Long-term Effects of Training

Long-term Effects of Cognitive Training on Everyday Functional Outcomes in Older Adults
Following are research results compiled by the ACTIVE Study Group:


Previously reported data from the ACTIVE study showed that each of 3 cognitive interventions improved the cognitive ability it targeted and these improvements were maintained through the 2 years of follow-up.  However, the effects of cognitive training on everyday function have not been demonstrated yet.


To determine the effects of cognitive training on daily function and durability of training on cognitive abilities.
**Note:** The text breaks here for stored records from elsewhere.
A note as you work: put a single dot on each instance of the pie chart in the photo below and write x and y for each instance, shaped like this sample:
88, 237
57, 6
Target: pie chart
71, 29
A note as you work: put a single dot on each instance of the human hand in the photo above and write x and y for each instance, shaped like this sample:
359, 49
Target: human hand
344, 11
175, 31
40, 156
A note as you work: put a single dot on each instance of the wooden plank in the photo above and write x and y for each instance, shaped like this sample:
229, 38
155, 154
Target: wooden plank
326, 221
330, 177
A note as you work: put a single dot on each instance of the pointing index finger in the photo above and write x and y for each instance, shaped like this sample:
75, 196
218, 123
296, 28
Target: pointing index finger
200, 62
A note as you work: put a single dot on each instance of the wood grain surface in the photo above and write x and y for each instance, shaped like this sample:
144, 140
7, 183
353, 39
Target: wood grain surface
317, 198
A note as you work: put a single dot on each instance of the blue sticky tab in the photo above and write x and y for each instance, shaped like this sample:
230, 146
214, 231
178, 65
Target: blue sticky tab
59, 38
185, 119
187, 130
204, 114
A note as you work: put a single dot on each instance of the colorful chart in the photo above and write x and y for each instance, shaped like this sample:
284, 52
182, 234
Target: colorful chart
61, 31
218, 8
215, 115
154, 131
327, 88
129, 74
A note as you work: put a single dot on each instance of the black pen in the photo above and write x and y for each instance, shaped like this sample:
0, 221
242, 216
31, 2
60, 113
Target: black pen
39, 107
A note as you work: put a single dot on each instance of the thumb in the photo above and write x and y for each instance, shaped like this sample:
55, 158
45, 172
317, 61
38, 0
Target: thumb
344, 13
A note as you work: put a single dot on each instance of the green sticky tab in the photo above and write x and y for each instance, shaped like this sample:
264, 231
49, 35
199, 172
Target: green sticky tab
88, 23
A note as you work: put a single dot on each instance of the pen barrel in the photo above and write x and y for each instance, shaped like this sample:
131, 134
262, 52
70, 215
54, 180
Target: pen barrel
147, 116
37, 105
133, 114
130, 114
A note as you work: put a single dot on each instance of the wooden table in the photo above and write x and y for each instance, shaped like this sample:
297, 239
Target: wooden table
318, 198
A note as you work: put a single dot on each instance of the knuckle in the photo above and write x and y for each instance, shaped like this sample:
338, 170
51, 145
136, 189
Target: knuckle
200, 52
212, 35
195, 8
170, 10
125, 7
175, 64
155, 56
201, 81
Design, Setting and Participants

Five-year follow-up of a randomized controlled single-blind trial with 4 treatment groups. A volunteer sample of 2832 persons (mean age, 73.6 years; 26% black), living independently in 6 US cities, was recruited from senior housing, community centers, and hospitals and clinics. The study was conducted between April 1998 and December 2004. Five-year follow-up was completed in 67% of the sample.


Ten-session training for memory (verbal episodic memory), reasoning (inductive reasoning), or speed of processing (visual search and identification); 4-session booster training at 11 and 35 months after training in a random sample of those who completed training.


The reasoning group reported significantly less difficulty in the instrumental activities of daily living (IADL) than the control group. Neither speed of processing training nor memory training had a significant effect on IADL. The booster training for the speed of processing group, but not for the other 2 groups, showed a significant effect on the performance-based functional measure of everyday speed of processing.

No booster effects were seen for any of the groups for everyday problem-solving or self-reported difficulty in IADL. Each intervention maintained effects on its specific targeted cognitive ability through 5 years (memory; reasoning; speed of processing). Booster training produced additional improvement with the reasoning intervention for reasoning performance and the speed of processing intervention for speed of processing performance.


Compared with the control group, cognitive training resulted in improved cognitive abilities specific to the abilities trained that continued 5 years after the initiation of the intervention.